Su una sedia, adesso, c'è Eugenio C. , un tavolo di truciolato ricoperto di pastica lo separa da quella cosa lì, quella che occupa l'altra sedia, mentre il gobbo balcanico richiude la porta, rimanendo fuori dalla stanza.

Uno scheletro. Perfettamente ordinato, con tutte le ossa al loro posto ma pur sempre uno scheletro. Che non tragga in inganno quella pelle troppo larga che gli stava appiccicata sopra e nemmeno quella seconda pelle, improbabile come un vestito stretto e scuro, di un viola coperto di grigio. Alla fine delle maniche, dove c'era solo uno strato di pelle, c'erano perfino delle mani, con tre vistosi anelli di bigiotteria infilati intorno e delle carte, evidentemente troppo larghe, che stavano come incastrate tra le dita. Al di sopra del bavero del vestito c'era la testa. Che fosse di donna lo si intuiva dal rossetto fiammeggiante e dal trucco nero sugli occhi. I capelli, se mai ci fossero stati, erano raccolti sotto un fazzoletto rosso amaranto.

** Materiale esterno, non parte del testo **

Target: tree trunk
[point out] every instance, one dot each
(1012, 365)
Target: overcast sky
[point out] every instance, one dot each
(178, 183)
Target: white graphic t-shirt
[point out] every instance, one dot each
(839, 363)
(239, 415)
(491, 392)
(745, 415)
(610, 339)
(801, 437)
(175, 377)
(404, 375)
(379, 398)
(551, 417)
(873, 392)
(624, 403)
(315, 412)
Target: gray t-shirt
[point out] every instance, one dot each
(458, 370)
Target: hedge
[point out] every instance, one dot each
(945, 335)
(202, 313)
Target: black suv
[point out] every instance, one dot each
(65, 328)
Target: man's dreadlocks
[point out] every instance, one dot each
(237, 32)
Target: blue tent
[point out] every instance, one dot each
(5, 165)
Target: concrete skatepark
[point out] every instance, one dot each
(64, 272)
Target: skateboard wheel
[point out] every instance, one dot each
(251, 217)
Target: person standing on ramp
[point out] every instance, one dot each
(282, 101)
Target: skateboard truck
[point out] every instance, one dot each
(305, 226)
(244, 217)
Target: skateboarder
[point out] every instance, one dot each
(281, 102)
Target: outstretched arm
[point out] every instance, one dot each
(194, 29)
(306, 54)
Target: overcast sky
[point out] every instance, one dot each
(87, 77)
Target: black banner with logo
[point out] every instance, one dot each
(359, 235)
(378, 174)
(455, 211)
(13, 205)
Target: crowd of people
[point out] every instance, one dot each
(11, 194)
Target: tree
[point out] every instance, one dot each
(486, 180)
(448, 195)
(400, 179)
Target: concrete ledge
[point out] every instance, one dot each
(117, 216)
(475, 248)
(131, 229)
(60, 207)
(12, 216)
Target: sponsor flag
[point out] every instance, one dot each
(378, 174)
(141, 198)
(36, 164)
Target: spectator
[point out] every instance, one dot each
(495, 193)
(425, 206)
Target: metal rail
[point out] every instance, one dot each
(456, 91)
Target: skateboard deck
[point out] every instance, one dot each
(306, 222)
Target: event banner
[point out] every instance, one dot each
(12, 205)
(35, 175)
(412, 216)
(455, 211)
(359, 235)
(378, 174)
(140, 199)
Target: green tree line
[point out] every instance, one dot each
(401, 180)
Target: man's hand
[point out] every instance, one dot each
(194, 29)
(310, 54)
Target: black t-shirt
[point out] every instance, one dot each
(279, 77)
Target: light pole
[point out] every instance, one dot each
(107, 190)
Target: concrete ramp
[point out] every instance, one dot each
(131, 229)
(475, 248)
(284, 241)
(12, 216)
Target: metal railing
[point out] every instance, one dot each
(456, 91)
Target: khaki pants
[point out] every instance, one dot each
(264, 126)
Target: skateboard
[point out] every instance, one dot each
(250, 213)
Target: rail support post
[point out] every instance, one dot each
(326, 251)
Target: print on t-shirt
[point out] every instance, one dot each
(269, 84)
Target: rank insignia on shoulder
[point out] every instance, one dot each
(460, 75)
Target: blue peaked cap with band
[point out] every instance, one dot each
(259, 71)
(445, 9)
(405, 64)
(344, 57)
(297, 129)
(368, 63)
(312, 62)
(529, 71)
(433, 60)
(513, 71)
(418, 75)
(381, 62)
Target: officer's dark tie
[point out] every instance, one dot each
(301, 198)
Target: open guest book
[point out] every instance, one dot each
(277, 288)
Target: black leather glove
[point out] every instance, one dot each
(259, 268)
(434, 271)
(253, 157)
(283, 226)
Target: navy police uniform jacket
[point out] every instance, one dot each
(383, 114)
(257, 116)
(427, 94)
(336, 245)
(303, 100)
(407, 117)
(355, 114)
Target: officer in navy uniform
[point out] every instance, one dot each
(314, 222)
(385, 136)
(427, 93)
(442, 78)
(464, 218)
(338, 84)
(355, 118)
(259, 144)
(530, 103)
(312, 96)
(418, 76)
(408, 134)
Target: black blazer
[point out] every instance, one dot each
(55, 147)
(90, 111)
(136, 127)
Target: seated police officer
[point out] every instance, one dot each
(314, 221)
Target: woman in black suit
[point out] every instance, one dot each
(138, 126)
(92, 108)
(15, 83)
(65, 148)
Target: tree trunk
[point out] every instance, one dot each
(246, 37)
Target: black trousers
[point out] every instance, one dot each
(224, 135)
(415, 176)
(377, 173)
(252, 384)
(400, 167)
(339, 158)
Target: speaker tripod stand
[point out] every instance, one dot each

- (Non ci credo, davvero, non può essere che sia venuto fin qui) Signora...io...vede. Non sono mai, ecco, non ho mai chiesto auito a una...come lei. (Dio se sono stupido). -
E riecco la fessura - Stia tranquillo, non sono Vanna Marchi. Non sono una ladra e non sono nemmeno una truffatrice. Io riesco semplicemente a vedere quelo che le persone comuni sono troppo indaffarate per vedere.-
- (Certo come no, ora mi alzo e me ne vado, ora basta!) Senta..."
- Non mi guardi così, dopotutto è lei che ha telefonato. -
- Si lo so. Ed è stato un errore, mi spiace, devo andare. -
- No.
- (Cosa?) ...
- Mi scusi. Volevo dire... lasci che le legga i tarocchi, se poi vuole andarsene, io non vorrò nemmeno i suoi soldi. -
- (Facciamo in fretta, via da questo posto. In fretta.) Va bene signora, ma, onestamente non so nemmeno perchè sono qui. Lo so, ho chiamato io, ma vede... -
- Vuole sapere il passato o il futuro? -
- (Sarà come l'oroscopo, che male ci può essere. Facciamo in fretta.) Il futuro. Il passato ormai è passato. - Abbozza un sorriso Eugenio C.
- E' sicuro di conoscere il suo passato? -
- Si. -

Quanti errori si possono commettere pronunciando una frase di una sola parola, composta da una sola sillaba e due sole lettere?